一个完整的大作业-- European Centre for Medium-Range Weather Forecasts

1.选一个自己感兴趣的主题。

欧洲中期天气预报中心 全称(European Centre for Medium-Range Weather Forecasts 简称 ECMWF)

网页网址为https://www.ecmwf.int/

简介

欧洲中期天气预报中心是一个包括24个欧盟成员国的国际性组织,是当今全球独树一帜的国际性天气预报研究和业务机构。其前身为欧洲的一个科学与技术合作项目。 其前身为欧洲的一个科学与技术合作项目。1973年有关国家召开大会宣布ECMWF正式成立,总部设在英国的雷丁。

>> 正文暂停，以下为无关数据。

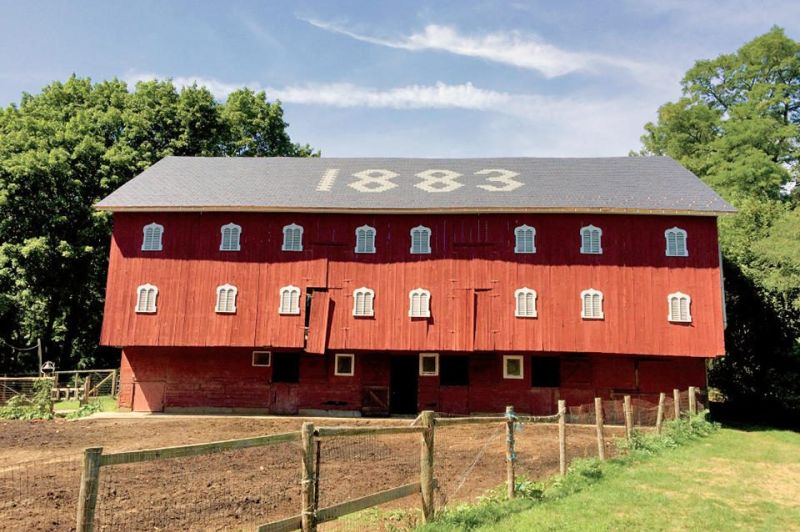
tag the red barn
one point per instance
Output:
(376, 286)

本次所分析的文章是ECMWF对2016年第22号台风海马的预报。

2.网络上爬取相关的数据。

import requests
from bs4 import BeautifulSoup
from datetime import datetime
import re



def getTheContent(url1):
    res = requests.get(url1)
    res.encoding = 'utf-8'
    soup = BeautifulSoup(res.text, 'html.parser')
    item = {}
    item['url'] = url1  # 链接

    resd = requests.get(item['url'])
    resd.encoding = 'utf-8'
    soupd = BeautifulSoup(resd.text, 'html.parser')
    item['title'] = soupd.select('.content_title')[0].text.strip()  # 标题
    item['time'] = soupd.select('.content_subtitle')[0].text.strip()
    # items['dt'] = datetime.strptime(info.lstrip('发布时间:')[6:25], '%Y/%m/%d %H:%M:%S') #时间

   
    #taglist = soupd.find_all('span', attrs={'class': re.compile(".content")})
    #con1=soup.find('div',id='content')
    #item[con2]=con1.span.get_text()

    item['content'] = soupd.select('.content')[0].text.strip()
    return (item)


#print(getTheContent('https://www.ecmwf.int/en/forecasts/charts'))

# 爬取一个列表页面内的所有咨询链接,并将链接返回到getTheContent(url1)中
def getOnePage(pageurl):
    res = requests.get(pageurl)
    res.encoding = 'utf-8'
    soup = BeautifulSoup(res.text, 'html.parser')
    lilist = soup.find('div', class_='lilist')  # 指定class位置
    list = lilist.findAll(name='li')

    itemls = []
    for item in list:
        if len(item.select('a')[0]['title']) > 0:
            url= item.select('a')[0]['href']
            url1 = re.compile('../../')
            url2= url1.sub('https://www.ecmwf.int/en/forecasts/charts/', url)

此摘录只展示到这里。